Новость напугала Артема, он впервые сталкивался с подобной ситуацией. С кем посоветоваться? В медицине не было ни знакомых, ни родственников.
А тут ещё бабушка приехала, в гости на недельку другую и, не раздумывая, уверенно стала настаивать на бесполезности операции и порекомендовала дочери соблюсти ПОСТ.
– Мамо, знов ти про цей пост. Що він дасть? – Недоверие прозвучало в словах дочери, доктор отпустил её домой на выходные. – Ніхто його зараз не тримає, залиш його при собі, люди сміються з цього, на дворі ось-ось двадцять перше століття.

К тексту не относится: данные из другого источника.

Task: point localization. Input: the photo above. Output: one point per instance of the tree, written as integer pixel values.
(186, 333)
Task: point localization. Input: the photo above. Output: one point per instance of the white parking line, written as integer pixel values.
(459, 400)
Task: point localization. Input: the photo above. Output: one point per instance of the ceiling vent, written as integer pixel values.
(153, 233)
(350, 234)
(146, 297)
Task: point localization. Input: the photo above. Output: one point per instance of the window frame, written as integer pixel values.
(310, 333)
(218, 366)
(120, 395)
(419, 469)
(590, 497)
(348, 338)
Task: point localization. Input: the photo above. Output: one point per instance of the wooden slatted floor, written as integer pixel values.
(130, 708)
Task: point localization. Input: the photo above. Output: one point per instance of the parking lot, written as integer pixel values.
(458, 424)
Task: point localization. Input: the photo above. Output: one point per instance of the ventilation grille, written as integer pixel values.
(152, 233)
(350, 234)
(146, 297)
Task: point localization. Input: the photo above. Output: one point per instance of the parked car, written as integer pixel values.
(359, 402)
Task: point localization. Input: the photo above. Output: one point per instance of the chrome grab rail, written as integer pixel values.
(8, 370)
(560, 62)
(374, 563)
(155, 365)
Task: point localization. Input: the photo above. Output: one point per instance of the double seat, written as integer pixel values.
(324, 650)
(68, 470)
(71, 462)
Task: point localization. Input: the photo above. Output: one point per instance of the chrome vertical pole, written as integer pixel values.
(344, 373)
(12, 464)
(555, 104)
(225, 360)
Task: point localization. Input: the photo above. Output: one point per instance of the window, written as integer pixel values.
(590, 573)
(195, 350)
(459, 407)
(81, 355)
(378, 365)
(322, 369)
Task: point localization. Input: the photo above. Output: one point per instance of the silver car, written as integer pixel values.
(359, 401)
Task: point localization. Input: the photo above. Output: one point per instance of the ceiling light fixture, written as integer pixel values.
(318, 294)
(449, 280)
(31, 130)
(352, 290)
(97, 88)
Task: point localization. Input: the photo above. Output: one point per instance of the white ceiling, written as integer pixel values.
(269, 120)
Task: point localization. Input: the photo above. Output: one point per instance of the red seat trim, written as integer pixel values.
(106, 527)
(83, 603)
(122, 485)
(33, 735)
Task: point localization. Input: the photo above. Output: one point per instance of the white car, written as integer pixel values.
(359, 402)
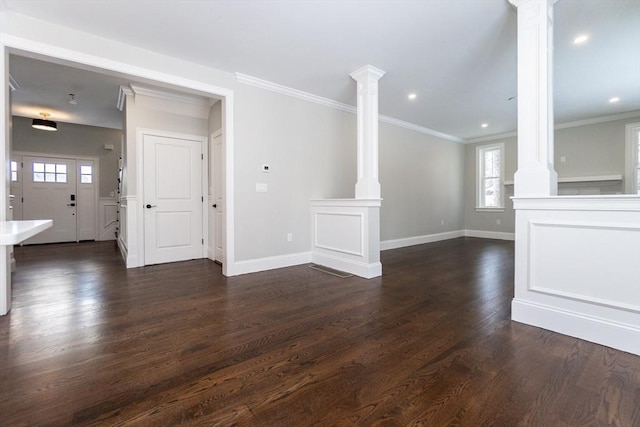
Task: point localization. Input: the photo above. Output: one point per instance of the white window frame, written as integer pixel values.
(631, 155)
(480, 149)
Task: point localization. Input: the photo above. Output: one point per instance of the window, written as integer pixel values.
(632, 177)
(86, 174)
(490, 194)
(49, 172)
(14, 171)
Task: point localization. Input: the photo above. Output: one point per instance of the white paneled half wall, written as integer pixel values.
(582, 277)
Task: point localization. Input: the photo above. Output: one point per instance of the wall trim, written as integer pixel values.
(271, 263)
(590, 328)
(419, 240)
(499, 235)
(367, 271)
(306, 96)
(573, 124)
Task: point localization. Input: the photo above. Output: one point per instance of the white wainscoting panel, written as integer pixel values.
(340, 232)
(346, 235)
(576, 268)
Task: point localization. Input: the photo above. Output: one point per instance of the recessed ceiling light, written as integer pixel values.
(582, 38)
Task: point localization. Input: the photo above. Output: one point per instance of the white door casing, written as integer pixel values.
(173, 202)
(218, 197)
(86, 199)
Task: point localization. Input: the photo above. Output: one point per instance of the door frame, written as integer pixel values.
(204, 179)
(96, 195)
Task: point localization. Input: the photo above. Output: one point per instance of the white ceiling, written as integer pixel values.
(458, 56)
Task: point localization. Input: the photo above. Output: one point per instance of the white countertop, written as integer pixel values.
(14, 232)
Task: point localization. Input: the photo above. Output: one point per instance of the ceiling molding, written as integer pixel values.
(573, 124)
(601, 119)
(13, 84)
(122, 96)
(170, 96)
(295, 93)
(491, 137)
(420, 129)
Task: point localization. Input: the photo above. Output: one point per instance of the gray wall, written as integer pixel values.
(311, 151)
(422, 183)
(73, 140)
(589, 150)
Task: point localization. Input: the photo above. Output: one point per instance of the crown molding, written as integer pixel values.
(306, 96)
(295, 93)
(170, 96)
(566, 125)
(420, 129)
(601, 119)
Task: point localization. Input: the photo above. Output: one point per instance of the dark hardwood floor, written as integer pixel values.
(430, 343)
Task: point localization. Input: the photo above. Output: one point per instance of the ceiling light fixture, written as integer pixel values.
(582, 38)
(44, 124)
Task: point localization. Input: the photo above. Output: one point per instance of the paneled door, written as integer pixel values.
(49, 192)
(173, 198)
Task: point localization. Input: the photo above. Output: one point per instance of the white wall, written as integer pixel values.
(596, 149)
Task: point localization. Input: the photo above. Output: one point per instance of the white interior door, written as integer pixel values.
(218, 205)
(173, 199)
(87, 200)
(49, 192)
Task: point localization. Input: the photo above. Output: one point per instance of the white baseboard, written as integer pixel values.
(600, 331)
(123, 249)
(271, 263)
(490, 234)
(419, 240)
(368, 271)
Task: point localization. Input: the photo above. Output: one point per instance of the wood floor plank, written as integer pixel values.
(431, 342)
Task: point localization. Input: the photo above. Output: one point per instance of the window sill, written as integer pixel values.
(478, 209)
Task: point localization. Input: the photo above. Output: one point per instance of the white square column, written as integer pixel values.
(367, 186)
(535, 175)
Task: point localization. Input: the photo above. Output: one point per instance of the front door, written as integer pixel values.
(173, 199)
(49, 192)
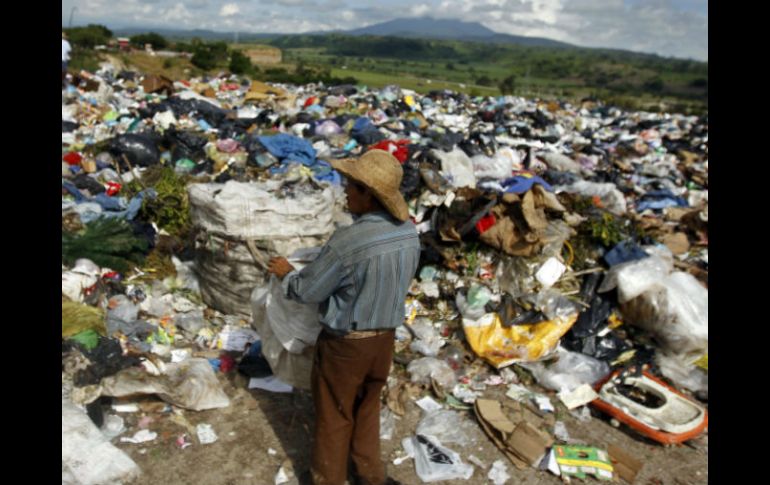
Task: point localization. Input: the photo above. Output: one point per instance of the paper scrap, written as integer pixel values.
(269, 383)
(236, 338)
(543, 403)
(428, 404)
(206, 434)
(578, 397)
(140, 437)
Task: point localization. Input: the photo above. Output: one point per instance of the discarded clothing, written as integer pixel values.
(660, 199)
(523, 183)
(290, 148)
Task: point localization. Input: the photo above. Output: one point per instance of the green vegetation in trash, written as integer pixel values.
(170, 210)
(157, 266)
(525, 377)
(87, 338)
(108, 242)
(78, 317)
(609, 230)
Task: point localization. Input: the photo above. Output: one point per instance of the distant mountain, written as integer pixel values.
(427, 27)
(189, 34)
(424, 28)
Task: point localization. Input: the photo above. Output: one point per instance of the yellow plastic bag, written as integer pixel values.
(502, 346)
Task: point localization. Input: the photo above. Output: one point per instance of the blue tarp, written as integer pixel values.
(660, 199)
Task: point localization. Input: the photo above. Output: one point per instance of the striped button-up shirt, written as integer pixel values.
(362, 275)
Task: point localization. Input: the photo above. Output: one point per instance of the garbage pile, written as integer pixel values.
(567, 243)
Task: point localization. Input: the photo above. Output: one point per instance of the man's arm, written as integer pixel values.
(315, 283)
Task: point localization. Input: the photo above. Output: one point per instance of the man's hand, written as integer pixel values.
(279, 266)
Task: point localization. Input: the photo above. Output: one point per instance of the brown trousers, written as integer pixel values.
(347, 378)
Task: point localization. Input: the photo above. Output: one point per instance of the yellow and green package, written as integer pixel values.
(579, 461)
(501, 346)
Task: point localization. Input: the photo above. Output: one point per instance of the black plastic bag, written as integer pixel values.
(140, 149)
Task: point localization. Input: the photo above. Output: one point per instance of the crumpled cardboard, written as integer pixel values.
(157, 84)
(522, 442)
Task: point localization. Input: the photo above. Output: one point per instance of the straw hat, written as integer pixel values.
(381, 173)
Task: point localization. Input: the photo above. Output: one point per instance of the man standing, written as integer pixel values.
(360, 279)
(65, 57)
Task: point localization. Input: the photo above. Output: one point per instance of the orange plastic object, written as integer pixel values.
(610, 404)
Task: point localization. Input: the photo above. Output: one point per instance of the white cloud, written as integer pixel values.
(666, 27)
(419, 10)
(229, 10)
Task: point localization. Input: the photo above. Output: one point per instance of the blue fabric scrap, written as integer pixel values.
(520, 184)
(623, 252)
(289, 147)
(660, 199)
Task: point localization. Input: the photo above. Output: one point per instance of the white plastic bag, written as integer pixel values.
(560, 162)
(426, 368)
(675, 310)
(572, 370)
(682, 373)
(190, 384)
(434, 462)
(494, 168)
(387, 423)
(295, 324)
(88, 458)
(429, 341)
(636, 277)
(456, 167)
(609, 195)
(448, 427)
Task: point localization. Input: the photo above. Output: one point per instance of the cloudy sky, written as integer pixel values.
(677, 28)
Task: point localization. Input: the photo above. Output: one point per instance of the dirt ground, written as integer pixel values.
(261, 431)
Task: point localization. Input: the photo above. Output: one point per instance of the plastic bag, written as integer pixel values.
(572, 370)
(488, 167)
(498, 474)
(456, 167)
(611, 198)
(675, 310)
(472, 306)
(555, 305)
(387, 423)
(141, 150)
(560, 162)
(291, 368)
(190, 384)
(426, 368)
(448, 427)
(682, 373)
(88, 458)
(501, 346)
(429, 341)
(434, 462)
(635, 277)
(295, 324)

– Не кажи так, не гнівай Бога! – розсердилась старая женщина, разменявшая восьмой десяток – Отож й погано що ніхто не тримає, якби тримали, ніхто б не хворів, як зараз. Я все життя прожила в селі, у великому селі, в якому ти теж народилась, не було у нас ні аптек, ні лікарень, але всі були здорові. Їжа, зараз винна їжа, яку ви споживаєте, як це можна їсти? – и старушка всем видом показала на приготовленный салат с майонезом.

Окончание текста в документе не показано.